One irony of this difference, Hess argued, is that “the Clintons are not a dynasty but would like to be one, and the Bushes are a dynasty but keep denying that they are.” (Jeb has struggled with how to present himself in relation to his brother, whose presidency became quite unpopular.)
Hess also reminded InsideSources that the Bushes and the Clintons have quite different pedigrees.
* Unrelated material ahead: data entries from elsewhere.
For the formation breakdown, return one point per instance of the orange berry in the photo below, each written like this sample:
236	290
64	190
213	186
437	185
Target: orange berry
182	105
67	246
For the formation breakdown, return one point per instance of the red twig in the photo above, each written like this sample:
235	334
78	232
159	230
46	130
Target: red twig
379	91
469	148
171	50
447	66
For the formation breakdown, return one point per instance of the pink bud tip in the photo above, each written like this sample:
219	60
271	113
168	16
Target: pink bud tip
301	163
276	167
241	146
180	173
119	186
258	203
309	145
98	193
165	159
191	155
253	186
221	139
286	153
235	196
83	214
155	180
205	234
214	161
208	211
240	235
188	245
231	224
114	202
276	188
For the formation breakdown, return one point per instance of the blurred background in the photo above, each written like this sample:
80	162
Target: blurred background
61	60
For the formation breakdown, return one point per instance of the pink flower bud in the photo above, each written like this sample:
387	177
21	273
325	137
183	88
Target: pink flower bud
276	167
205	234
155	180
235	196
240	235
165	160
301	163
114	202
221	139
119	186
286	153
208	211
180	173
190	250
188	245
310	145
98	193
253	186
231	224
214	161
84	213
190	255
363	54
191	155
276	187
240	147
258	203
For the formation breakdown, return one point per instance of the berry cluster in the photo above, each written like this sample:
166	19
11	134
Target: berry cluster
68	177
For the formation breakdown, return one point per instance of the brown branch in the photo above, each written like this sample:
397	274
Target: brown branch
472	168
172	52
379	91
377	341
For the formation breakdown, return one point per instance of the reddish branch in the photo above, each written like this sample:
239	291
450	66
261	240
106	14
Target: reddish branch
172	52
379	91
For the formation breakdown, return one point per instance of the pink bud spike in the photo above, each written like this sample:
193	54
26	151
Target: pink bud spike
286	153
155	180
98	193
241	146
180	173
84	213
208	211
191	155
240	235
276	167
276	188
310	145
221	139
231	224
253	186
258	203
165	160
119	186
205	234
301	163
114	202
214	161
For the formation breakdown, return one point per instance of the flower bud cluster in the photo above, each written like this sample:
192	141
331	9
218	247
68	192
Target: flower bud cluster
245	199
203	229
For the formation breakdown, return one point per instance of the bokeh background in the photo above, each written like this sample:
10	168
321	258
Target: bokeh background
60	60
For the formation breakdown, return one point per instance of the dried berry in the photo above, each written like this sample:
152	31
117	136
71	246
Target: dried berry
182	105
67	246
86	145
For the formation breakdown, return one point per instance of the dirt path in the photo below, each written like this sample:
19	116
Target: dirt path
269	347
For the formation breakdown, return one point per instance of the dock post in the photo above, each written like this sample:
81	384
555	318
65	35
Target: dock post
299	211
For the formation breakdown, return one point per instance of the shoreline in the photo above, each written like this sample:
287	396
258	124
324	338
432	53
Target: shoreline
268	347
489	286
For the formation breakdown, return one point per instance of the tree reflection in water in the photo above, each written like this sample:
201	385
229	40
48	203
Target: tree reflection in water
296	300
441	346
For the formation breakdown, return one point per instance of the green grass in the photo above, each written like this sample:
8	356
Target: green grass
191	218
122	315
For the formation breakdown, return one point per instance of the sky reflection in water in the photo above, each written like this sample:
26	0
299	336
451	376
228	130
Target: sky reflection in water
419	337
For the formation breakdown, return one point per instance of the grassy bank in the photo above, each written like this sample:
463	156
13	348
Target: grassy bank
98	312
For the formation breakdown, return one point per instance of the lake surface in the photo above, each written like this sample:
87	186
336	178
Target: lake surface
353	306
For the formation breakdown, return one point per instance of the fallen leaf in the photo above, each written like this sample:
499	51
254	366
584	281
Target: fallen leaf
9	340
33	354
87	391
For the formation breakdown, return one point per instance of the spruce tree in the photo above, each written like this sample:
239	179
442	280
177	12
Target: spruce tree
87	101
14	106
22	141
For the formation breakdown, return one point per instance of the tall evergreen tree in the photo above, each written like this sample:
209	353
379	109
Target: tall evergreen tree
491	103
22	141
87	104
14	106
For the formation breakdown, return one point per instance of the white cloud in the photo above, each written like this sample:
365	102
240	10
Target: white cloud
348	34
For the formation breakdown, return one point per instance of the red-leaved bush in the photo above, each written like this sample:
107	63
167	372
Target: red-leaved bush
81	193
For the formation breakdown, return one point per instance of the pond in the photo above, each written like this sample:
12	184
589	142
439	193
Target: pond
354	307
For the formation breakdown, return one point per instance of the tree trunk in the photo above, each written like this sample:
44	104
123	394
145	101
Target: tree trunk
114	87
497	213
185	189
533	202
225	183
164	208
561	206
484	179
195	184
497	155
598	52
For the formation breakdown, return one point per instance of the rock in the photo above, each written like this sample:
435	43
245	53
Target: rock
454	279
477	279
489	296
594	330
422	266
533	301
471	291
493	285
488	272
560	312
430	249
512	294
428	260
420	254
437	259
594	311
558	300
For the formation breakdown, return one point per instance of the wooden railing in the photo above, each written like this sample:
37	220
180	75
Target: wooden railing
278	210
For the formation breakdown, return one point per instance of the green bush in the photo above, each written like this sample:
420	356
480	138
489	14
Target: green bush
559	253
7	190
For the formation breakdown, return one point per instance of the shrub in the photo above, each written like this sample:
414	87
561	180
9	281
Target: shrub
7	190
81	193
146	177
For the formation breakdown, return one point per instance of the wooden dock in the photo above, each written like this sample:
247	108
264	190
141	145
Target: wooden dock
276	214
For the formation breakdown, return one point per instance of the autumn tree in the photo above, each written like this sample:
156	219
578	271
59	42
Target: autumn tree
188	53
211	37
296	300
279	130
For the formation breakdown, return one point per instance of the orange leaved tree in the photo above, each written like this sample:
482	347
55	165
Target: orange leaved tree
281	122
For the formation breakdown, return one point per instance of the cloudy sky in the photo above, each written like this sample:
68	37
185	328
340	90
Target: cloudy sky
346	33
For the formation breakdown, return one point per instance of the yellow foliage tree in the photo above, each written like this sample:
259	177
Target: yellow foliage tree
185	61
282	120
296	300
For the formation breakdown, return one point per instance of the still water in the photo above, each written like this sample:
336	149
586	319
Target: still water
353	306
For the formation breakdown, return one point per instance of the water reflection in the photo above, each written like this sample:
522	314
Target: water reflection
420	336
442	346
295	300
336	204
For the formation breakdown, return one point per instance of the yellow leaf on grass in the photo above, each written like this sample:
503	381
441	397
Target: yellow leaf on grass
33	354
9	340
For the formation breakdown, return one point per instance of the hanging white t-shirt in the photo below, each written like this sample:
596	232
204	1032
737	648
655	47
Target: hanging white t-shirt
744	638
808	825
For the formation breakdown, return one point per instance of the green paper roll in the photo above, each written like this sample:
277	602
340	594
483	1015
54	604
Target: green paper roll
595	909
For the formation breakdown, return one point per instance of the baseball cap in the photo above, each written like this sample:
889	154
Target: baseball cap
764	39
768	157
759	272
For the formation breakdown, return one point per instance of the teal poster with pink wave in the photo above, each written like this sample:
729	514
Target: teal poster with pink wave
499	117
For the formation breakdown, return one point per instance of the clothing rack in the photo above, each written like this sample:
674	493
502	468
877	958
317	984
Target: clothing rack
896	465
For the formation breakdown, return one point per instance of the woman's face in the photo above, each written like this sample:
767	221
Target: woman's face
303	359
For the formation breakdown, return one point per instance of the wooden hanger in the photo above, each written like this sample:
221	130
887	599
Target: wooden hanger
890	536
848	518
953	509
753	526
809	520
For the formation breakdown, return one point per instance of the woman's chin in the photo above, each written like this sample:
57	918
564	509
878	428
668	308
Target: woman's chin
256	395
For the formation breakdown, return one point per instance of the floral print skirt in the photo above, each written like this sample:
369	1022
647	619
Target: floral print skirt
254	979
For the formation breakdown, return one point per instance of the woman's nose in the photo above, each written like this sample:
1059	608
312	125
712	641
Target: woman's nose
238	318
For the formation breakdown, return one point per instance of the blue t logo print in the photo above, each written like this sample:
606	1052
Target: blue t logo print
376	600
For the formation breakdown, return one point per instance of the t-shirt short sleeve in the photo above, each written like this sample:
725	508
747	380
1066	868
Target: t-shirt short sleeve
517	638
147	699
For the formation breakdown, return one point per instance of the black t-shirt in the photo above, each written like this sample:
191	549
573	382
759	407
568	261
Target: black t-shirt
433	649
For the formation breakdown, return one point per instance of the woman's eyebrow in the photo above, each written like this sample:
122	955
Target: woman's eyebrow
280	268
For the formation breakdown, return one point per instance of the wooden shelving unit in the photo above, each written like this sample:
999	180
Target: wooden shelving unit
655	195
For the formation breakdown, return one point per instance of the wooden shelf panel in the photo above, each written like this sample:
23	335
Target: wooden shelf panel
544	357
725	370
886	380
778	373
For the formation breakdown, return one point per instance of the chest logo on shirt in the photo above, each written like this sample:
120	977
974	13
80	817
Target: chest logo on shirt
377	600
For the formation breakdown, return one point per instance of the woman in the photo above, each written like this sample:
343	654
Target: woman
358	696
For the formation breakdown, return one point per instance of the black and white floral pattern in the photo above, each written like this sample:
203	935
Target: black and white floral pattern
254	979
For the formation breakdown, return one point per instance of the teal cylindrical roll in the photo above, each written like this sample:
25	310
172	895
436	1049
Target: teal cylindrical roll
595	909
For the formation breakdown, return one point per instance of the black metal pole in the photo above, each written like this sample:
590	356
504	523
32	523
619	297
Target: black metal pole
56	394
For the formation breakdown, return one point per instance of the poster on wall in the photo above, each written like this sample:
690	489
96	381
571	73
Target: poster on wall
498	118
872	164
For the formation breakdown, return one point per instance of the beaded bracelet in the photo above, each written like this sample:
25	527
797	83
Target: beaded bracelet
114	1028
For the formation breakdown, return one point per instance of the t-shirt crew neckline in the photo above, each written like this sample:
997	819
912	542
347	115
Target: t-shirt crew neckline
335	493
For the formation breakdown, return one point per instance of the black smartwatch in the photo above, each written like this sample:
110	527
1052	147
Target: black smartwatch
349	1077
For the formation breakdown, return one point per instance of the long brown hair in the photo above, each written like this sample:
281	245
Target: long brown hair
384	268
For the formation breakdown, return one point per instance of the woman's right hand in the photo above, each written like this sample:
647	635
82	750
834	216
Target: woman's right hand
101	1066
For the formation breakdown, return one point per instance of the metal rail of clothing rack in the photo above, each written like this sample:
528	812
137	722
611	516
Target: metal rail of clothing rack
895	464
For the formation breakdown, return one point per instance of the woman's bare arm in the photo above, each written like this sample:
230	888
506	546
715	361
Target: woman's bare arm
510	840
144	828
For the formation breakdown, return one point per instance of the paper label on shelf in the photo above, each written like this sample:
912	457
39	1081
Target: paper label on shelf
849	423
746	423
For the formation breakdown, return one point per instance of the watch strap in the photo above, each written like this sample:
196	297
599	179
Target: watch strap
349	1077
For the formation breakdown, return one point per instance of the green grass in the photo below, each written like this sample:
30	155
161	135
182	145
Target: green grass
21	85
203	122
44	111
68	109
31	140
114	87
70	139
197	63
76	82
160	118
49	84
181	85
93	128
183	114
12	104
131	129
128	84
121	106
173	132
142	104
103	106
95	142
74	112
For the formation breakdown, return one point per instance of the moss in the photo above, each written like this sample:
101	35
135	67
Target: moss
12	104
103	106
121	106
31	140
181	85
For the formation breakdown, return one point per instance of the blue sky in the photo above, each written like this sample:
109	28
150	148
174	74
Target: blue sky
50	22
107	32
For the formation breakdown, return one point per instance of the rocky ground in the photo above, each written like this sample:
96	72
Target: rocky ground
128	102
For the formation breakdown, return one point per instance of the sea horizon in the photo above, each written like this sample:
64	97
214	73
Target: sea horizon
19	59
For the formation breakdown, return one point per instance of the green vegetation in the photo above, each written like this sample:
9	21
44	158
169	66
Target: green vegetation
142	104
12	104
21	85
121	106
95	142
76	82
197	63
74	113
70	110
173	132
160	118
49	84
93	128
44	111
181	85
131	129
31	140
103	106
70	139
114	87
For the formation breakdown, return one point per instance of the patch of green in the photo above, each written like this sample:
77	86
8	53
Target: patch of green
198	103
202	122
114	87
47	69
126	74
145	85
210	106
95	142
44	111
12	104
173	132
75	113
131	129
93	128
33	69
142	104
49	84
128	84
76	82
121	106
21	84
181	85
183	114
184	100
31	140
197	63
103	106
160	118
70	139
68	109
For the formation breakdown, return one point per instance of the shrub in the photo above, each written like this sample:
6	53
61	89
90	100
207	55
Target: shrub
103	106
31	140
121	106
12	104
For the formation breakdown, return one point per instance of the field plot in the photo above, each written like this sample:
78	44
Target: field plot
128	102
The first family comes from privilege, the second from modest means. “You could almost say that one came from the mountaintop and one came from the valley,” he said.
In researching his book, the scholar learned a great deal about the history of American dynasties, much of which is useful as we continue to watch prominent political families compete for power.
To begin with, many Americans see dynasties as “a brand name … like Ivory Soap.” According to Hess, “People tend to be initially inclined toward a name that has had luster and done work they like.”
Still, the scholar said being from a famous political family doesn’t guarantee future success:
What usually happens with these most famous names is that the child does inherit something that may be the equivalent of one step up on the political ladder. If your parent is in Congress and well thought of, you may have a real advantage for a seat in the state legislature or the city council, but what tends to happen is, after that first time around, you’re really on your own.
Hess cited the example of the Kennedys in Massachusetts, a family with one of the country’s strongest political brands. There’s no question they’ve been disproportionately represented in elected office over the years, but they’ve also had family members who couldn’t make it in politics.
“Look at Caroline Kennedy,” Hess said. “She tried to run for the Senate, more or less, and she just couldn’t make it. It wasn’t her stuff, and she wasn’t very good at it.”
Hess thinks the phenomenon of dynasties will endure in American politics, but he doesn’t think the nation has been disadvantaged by them. “Dynasties are born and dynasties die,” he said, at which point different families rise to prominence.
So for now, it’s the Bushes and (maybe soon) the Clintons. Within a few generations, who knows?